According to Len Napolitano, sales manager for The Barrel Mill, the wine industry, by and large, chooses to stick with oak, while other beverage makers are more readily willing to experiment. His firm currently supplies oak, sugar maple, cypress, cherry, and Spanish cedar products.

“By offering all these woods with different flavor profiles, we’re essentially expanding your recipe book.” —Heidi Korb, Black Swan Cooperage [Photo courtesy Black Swan]

Craft brewers and distillers are much more willing to branch out into, say, cherrywood or cedar, according to suppliers. Other woods mentioned include chestnut as well as acacia, even hickory or juniper. Spanish researchers have even made a detailed chemical analysis of toasted grape wood chips as an alternative in wine production and will publish their results later this year.

Most customers report trying only one wood type per beverage batch, says Heidi Korb, owner of Black Swan Cooperage, which has researched and offers several different woods, including hard and soft maple, white ash, white oak, red oak, yellow birch, apple, cherry, hickory, and sassafras. “By offering all these woods with different flavor profiles, we’re essentially expanding your recipe book,” she says.

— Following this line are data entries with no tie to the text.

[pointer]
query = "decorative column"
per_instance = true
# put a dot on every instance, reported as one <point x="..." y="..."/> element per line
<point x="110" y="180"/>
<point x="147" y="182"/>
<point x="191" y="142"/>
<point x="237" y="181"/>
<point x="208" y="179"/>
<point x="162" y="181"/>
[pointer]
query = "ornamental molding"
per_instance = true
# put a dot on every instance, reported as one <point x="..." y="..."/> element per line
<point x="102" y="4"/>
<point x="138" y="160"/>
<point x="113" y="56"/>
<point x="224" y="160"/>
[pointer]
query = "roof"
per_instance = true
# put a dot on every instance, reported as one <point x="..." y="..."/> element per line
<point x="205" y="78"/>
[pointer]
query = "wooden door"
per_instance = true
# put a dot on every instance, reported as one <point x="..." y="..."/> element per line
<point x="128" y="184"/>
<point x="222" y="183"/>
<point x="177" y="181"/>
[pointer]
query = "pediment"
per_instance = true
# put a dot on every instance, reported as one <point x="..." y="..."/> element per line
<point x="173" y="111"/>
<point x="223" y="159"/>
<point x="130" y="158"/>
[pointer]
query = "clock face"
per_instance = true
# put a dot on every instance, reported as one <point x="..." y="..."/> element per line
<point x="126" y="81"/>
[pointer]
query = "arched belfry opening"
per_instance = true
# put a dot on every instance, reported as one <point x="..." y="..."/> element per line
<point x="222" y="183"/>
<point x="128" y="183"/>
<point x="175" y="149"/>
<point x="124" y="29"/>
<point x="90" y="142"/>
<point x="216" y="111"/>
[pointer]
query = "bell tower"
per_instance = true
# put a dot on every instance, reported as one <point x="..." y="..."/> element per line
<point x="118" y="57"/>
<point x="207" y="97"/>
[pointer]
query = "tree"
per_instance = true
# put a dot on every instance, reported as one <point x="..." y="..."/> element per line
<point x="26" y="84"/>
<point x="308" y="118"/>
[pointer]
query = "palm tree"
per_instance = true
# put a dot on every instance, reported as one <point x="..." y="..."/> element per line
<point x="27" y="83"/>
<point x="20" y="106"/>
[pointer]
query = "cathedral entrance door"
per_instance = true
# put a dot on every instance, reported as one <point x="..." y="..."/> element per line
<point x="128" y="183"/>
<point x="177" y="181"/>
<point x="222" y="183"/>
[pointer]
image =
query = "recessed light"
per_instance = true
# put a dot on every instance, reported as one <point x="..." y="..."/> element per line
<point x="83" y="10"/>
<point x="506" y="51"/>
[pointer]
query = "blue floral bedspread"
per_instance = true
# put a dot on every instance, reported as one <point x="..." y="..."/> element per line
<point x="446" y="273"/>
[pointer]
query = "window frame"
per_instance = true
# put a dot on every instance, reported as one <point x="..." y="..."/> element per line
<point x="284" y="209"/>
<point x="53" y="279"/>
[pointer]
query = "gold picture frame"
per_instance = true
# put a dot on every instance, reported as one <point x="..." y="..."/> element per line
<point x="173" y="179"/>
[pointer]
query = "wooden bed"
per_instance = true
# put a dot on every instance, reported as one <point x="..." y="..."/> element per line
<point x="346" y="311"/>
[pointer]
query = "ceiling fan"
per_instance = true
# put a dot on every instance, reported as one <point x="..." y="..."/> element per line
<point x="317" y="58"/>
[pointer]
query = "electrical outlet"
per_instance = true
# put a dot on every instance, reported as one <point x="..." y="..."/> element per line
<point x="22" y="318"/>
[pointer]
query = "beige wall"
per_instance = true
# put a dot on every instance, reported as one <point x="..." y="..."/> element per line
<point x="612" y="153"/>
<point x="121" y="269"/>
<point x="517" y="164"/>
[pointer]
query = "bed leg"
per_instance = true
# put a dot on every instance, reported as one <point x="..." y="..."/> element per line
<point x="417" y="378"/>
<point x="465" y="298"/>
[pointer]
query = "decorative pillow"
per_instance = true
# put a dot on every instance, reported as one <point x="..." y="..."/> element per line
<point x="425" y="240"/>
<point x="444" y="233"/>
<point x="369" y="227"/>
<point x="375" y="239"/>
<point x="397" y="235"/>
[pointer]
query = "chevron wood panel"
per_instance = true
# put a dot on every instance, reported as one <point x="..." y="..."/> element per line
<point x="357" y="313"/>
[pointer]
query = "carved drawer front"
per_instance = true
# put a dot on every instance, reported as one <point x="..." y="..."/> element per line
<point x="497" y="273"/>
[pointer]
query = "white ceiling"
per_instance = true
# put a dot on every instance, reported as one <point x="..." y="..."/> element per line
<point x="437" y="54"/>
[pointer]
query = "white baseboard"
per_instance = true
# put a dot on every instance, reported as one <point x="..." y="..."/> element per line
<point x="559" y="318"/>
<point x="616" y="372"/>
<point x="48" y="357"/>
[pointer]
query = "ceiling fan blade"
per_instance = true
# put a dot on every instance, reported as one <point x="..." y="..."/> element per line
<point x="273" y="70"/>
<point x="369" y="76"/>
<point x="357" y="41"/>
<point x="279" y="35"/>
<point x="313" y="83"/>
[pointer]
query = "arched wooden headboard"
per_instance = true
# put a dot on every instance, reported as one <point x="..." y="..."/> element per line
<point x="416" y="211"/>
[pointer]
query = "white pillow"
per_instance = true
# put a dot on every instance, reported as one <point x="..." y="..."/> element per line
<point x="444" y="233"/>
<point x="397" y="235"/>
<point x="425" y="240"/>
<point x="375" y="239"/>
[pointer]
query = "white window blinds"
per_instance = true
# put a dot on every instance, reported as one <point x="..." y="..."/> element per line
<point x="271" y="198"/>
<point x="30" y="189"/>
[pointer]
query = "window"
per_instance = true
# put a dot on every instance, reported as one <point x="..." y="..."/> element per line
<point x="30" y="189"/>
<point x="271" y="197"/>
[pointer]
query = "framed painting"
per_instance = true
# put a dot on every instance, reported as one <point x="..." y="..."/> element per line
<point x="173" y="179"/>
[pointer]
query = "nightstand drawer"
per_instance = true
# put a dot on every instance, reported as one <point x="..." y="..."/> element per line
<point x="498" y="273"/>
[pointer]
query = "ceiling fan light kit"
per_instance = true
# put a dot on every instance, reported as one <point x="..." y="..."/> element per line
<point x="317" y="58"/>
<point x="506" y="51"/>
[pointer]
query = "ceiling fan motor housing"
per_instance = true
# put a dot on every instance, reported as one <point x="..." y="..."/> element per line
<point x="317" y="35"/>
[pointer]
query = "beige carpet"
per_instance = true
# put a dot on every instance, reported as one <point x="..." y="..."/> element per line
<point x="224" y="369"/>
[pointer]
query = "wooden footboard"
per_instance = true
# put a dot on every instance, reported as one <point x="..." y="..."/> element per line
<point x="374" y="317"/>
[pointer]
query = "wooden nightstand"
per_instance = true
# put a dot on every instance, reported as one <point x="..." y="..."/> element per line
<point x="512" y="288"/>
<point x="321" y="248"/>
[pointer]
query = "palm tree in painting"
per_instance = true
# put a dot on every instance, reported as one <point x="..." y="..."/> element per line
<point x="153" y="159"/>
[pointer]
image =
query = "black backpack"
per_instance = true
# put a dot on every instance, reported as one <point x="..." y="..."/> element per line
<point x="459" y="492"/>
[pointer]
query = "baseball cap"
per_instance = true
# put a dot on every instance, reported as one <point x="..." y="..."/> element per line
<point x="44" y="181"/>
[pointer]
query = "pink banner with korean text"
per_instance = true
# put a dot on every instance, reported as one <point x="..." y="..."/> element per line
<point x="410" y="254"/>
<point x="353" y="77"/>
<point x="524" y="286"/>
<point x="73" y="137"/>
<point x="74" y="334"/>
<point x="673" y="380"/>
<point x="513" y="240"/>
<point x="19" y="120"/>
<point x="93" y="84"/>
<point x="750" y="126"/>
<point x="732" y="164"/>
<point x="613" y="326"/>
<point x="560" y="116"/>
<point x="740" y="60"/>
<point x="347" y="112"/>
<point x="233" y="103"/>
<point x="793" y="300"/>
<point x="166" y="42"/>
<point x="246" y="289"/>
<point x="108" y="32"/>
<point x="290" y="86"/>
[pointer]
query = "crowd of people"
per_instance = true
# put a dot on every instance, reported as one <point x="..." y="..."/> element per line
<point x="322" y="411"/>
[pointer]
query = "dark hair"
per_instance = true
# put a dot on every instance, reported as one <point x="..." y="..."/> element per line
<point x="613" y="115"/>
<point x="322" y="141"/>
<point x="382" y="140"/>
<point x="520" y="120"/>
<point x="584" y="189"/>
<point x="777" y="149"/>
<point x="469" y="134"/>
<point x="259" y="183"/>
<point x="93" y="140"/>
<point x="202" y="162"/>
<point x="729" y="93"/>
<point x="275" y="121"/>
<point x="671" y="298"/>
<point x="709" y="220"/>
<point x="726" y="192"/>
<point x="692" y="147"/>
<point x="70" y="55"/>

Black Swan’s alternative products, made from several tree species, are designed to be used in combination. She suggests a brewer or distiller may want to mix cherry, apple, and white ash; or maybe cherry, apple, and white oak.

Having alternatives available “opens the door for experimentation,” says Patrick Pickett, technical director for Modern Cooperage. “Pear, apple wood, even orange trees might be interesting. Who knows what might be produced?”

 

Warning: You may want to draw the line at DIY and toasting what’s inside your wood chipper. Some woods aren’t intended for human consumption and can be toxic and/or poisonous.